Research to date suggests that encouraging increased physical activity and exercise engagement may be an effective way to improve symptoms, fitness, quality of life, and reduce time spent in hospital for bronchiectasis sufferers. However, relatively few patients continue to engage with exercise programs that are of benefit to their health and symptoms. Barriers to exercise are thought to include time constraints and the use of specialist equipment (e.g. cycle ergometers) which may not be available or accessible in the home (or hospital) setting. With these points in mind, there is growing interest in brief, relatively intense, interval exercise interventions for chronic lung disease sufferers as they require minimal equipment and may more easily translate back into the home setting. Of the types of approach this might include, both stair-based and walk-based interval exercise appear to be relatively safe, practical, and time-efficient ways to improve physical fitness and quality of life in previously untrained and clinical populations. However, the feasibility and effectiveness of their use by chronic lung disease patients, particularly those with bronchiectasis, is yet to be properly examined. The investigators therefore intend to recruit 10 bronchiectasis patients to explore the feasibility and effectiveness of minimal-equipment interval exercise interventions in this population. More specifically, the investigators would like to observe patients' acute physical and perceptual responses to four different step and walk-based protocols which have been established for other clinical populations. The investigators also wish to explore whether these protocols are engaged with, and enjoyed, during a six week unsupervised exercise intervention (in the home), as well as the effects of this six week unsupervised exercise period on physical fitness. This project will hopefully make a valuable contribution to the limited research to have examined the real-world application and impact of interval-type exercise interventions on exercise behaviour, health, and symptoms in bronchiectasis sufferers.


Clinical Trial Description

Baseline testing (Visit 1) Having completed informed consent and screening, participants will be invited to complete a hospital-based baseline physiological testing session. The usual care of this participant group means that a clinical assessment of condition severity and associated spirometry measures (e.g. peak flow, forced vital capacity) will have already been completed which will be included in the study data. If this is not the case, then a member of the patient's usual care team (which may include members of the research team) will collect these baseline measures. Baseline physiological assessment will then be completed, including a self-paced six minute walk test (6MWT); an Isometric Quadriceps Strength Test (IQST); and an incremental, externally paced, symptom-limited Chester Step Test (CST ). Peak values for cardiorespiratory measures (i.e. heart rate, oxygen consumption and saturation, minute ventilation) will be established by way of clinically validated metabolic cart, oximeter and facemask applied during the incremental CST. Each of these tests will be delivered in the stated order across a 60 minute period, with each test followed by at least 5 minutes of rest to allow for adequate recovery and instruction.
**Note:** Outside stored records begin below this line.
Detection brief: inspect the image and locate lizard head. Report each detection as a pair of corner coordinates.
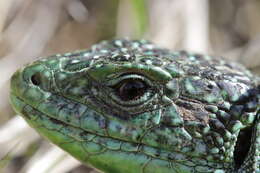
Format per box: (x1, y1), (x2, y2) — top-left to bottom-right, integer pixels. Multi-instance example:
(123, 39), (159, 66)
(11, 40), (257, 173)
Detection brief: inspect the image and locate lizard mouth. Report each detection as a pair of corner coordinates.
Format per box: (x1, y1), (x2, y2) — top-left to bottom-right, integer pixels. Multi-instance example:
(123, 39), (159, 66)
(10, 93), (191, 172)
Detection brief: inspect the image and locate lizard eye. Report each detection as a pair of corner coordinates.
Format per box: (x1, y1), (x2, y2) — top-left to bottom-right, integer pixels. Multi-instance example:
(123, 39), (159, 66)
(107, 74), (155, 106)
(117, 79), (148, 101)
(31, 73), (41, 86)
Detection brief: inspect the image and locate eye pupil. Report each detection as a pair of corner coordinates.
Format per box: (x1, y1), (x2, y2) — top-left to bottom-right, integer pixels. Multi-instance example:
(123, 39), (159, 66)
(119, 80), (148, 101)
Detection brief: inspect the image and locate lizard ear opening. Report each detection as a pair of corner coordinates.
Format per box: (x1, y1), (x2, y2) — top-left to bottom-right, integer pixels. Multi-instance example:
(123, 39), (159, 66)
(234, 126), (253, 169)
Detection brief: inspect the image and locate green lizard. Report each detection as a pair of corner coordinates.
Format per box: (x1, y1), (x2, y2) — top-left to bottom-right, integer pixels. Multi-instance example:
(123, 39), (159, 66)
(10, 40), (260, 173)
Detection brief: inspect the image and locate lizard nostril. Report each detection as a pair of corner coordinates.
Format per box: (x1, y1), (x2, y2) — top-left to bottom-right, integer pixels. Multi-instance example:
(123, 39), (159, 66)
(31, 72), (41, 86)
Acute high-intensity interval exercise trials (Visits 2-5) Four subsequent hospital-based (supervised) trials will require participants to complete differing formats of step-based or walking-based HIIE, in a randomised order established by an online random sequence generator. Mean and peak values for cardiorespiratory responses (i.e. heart rate, oxygen consumption, minute ventilation) will be established by way of clinically validated metabolic cart and face-mask applied for the duration of each protocol. Whilst the same format of each HIIE session will prescribed to each participant, their completion of each work and rest period (and the duration of these) will be subject to symptom limitation (i.e. they will be permitted to shorten work and/or extend rest periods if symptoms dictate).

Post-HIIE questions will be verbally asked of participants at the end of each exercise session, including;

Did they enjoy this type of exercise? Would they like to try this exercise at home? Did they feel safe when completing this exercise? What will be the major barrier for them to not try this exercise at home?

In addition to their initial responses, participants will be invited to offer a brief explanation as appropriate. All responses will be recorded by dictaphone and subsequently transcribed by a member of the research team for later analysis.

Unsupervised 6 week high-intensity interval exercise intervention Having completed all acute high-intensity interval exercise trials, participants will then complete 6 weeks of home-based unsupervised exercise, initially incorporating their preferred format of stair and/or walking-based HIIE, three days per week. They will be encouraged to gradually progress exercise load (i.e. repetitions, work-to-rest ratio, and/or sessions per week) to a maximum of 6 x 60 seconds, five times per week (i.e. ~12 minutes total). Measures of physiological status, symptoms and well-being will be logged throughout (i.e. heart rate, dyspnea, respiratory quality of life, anxiety and depression).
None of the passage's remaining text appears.